プライベートだけど、期待しているような甘いものではない雰囲気だ。

「お久しぶり……です」
「元気そうだな」
「……」

抑揚のない声。
目を見るのも怖くて、またうつむいた。大くんは、私に何を伝えたいのだろう。
「杉野って奴と付き合ってんのか?」
「え?」
唐突すぎる質問に思考が追いつかない。
「付き合ってない……ですけど、」
「けど、あいつが美羽に惚れてるってことか。美羽、めちゃくちゃ綺麗になったしな。俺と離れる道を選んで正解だったわけか」
「……」
「てか、なんでそんなに普通にしてられるわけ? 俺は、撮影中にお前がいて、目障りだったんだよね」


ヒドイ。
でも、傷つけるような手紙を書いて、嫌われ役を選んだのは自分なのだ。だから、笑顔を一生懸命作る。
「ごめんなさい。目障りでしたよね」
「……何それ」
大くんは、芸能人オーラを消して捨てられた子犬のような顔をした。気のせいかな。
だって、熱愛報道もあるし、十年も過ぎたのに私を想っているわけがない。
そんな貫ける愛なんて、あるはずないんだから。
この十年で私も大くんもきっと……変わってしまっただろう。

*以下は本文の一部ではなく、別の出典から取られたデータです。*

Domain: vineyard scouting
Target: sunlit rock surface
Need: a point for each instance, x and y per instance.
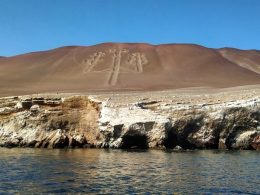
(224, 120)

もう、いい加減大人なんだし。
「元気そうで良かったです。紫藤さんの活躍は見ていました。見たくなくても、目に入るくらい活躍されていたから」
「美羽を見返すためにな。俺を捨てたお前を後悔させるために」

痛いくらい冷たい口調で言った。
私を忘れていなかったのは、少しだけ嬉しかったけど、やっぱりそんな風に思っていたんだ。
「その様子だと産まなかったんだな」
でも、子供は堕ろしたんじゃないの。
産みたくて産みたくて仕方がなかったけど、お腹の中で死んじゃったんだよ。そう、言おうかと喉まで出かけた言葉を飲み込む。いまさら、何を言っても無駄だろうし、第一自分は大くんに良く思われる必要はないのだから。

「美羽は今、幸せか?」
「はい」
咄嗟に嘘をついた。
幸せってなんなのかわからない。けど、大くんと過ごしていたあの日々が一番キラキラしていたように、思う。
「ムカつく。なんで美羽だけ……」
立ち上がった大くんは、ゆっくりと近づいてきていきなりギュッと抱きしめてきた。
驚いて目を見開くとそして、突然キスをされた。
咄嗟に逃げようとするけれど、力いっぱい唇を押し付けてくる。

「……ん、や、だ」

口内を乱暴に舐め回す大くんの舌は、壊れたロボットのようだ。
必死で離れようともがくと、無理矢理足を開かれる。
な、なにを考えてるの?
こ、怖い!

「ぎゃあああああ」

唇が離れた隙に大声を出す。手で口を抑えられて、首筋を痛いくらい吸われた。スーツがグチャグチャになり、目からは大粒の涙が溢れだす。
全身のありったけの力を込めて、大くんを蹴飛ばした。すると、案外パタリと倒れた。
「……最低っ」
「どっちが」
「……」
これ以上一緒に居たら危ない。私は、急いで大くんの部屋を出た。走ってエレベーターに乗って閉じるボタンを連打した。